The next day, after a very hungover Watson marries Mary (Kelly Reilly), Holmes decides to pay a little visit to Professor Moriarty and explain, among other things, how Watson is no longer working with him. Moriarty says, essentially, nice try but there’s no get-out-of-scheme-free cards in this game, and so Holmes heads to the train James and Mary Watson will take to their honeymoon to attempt to rescue his old friend from whatever Moriarty has planned. As much as Watson wants to begin his new married life, he decides to join Holmes in his quest to bring down Moriarty.
Shadows is, in some respects, the opposite of Mission: Impossible — Ghost Protocol.

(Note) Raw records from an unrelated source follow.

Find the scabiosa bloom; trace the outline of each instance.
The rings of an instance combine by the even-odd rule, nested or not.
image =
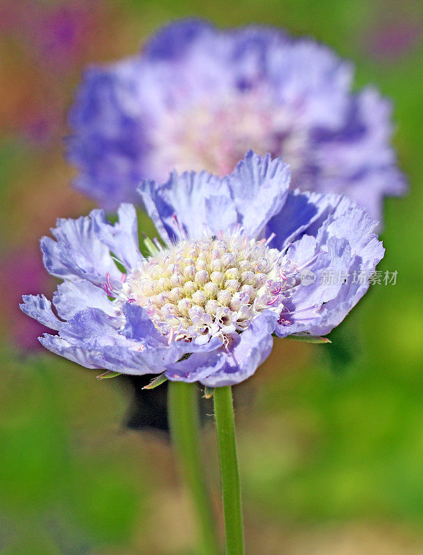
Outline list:
[[[292,188],[346,194],[379,219],[404,191],[390,105],[352,92],[352,68],[309,39],[260,27],[165,27],[134,58],[85,74],[70,114],[76,187],[106,210],[147,177],[230,173],[245,151],[290,164]]]
[[[282,160],[251,151],[223,178],[145,181],[139,191],[164,244],[146,239],[146,258],[130,204],[113,225],[101,210],[59,219],[55,240],[41,241],[46,268],[64,280],[53,299],[58,317],[43,296],[24,296],[22,310],[58,332],[42,345],[87,368],[241,382],[268,356],[273,334],[330,332],[368,288],[338,274],[370,275],[383,255],[362,208],[288,187]]]

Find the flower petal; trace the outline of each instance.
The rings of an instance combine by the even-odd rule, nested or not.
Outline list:
[[[225,364],[199,381],[209,387],[221,387],[239,384],[252,375],[270,354],[277,320],[277,315],[268,310],[255,318],[230,350]]]

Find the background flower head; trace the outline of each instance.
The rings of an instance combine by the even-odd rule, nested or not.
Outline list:
[[[59,220],[42,239],[53,296],[21,308],[58,334],[42,343],[91,368],[229,385],[267,358],[273,334],[327,334],[383,255],[377,222],[345,197],[289,191],[280,159],[252,151],[230,175],[173,172],[140,187],[164,243],[139,248],[134,207]],[[117,262],[117,264],[116,264]],[[304,272],[314,280],[305,282]],[[326,273],[347,276],[325,281]]]
[[[175,169],[230,173],[248,148],[289,164],[292,187],[345,193],[374,217],[404,191],[390,103],[352,92],[351,65],[309,39],[184,20],[137,56],[85,73],[70,115],[76,186],[106,209]]]

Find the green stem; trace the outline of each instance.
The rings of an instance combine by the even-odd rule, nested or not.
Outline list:
[[[200,555],[219,555],[214,519],[201,466],[200,422],[194,384],[169,382],[169,418],[173,445],[200,529]]]
[[[216,387],[213,397],[221,459],[226,555],[243,555],[241,486],[231,387]]]

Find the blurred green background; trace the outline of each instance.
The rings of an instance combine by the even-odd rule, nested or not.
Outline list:
[[[329,345],[279,341],[236,387],[250,555],[423,553],[423,13],[386,0],[0,1],[0,552],[193,555],[195,527],[164,434],[126,428],[132,390],[37,348],[17,309],[51,294],[39,237],[90,203],[69,187],[66,113],[84,66],[135,53],[188,15],[310,35],[395,105],[411,192],[386,202],[374,285]],[[156,391],[152,391],[152,396]],[[211,411],[209,407],[205,410]],[[212,419],[203,444],[216,513]]]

That movie has less than compelling leads and very little in the way of character development but is a tight action flick. Shadows is looser, not as to-the-point about where its story is going. But it has in Downey’s Holmes and Law’s Watson two characters I’d happily watch have beers at a pub and argue over any petty thing. Harris’ Moriarty makes a believable opponent for Holmes. As hokey as some of their chess-as-metaphor banter can be, it made the entire idea of a great scheme seem more interesting and lively than it really was. And, as dopey and underbaked as some of the character development can be, I enjoyed it — Holmes’ feelings about Watson’s marriage, Moriarty’s motivations, etc. That both work is an example of how a movie can succeed, despite imperfections, if it gets a least a few of the elements right. B
Rated PG-13 for intense sequences of violence and action and some drug material. Directed by Guy Ritchie and written Michele Mulroney & Kieran Mulroney (from the works of Sir Arthur Conan Doyle), Sherlock Holmes: A Game of Shadows is two hours and nine minutes long and is distributed by Warner Brothers.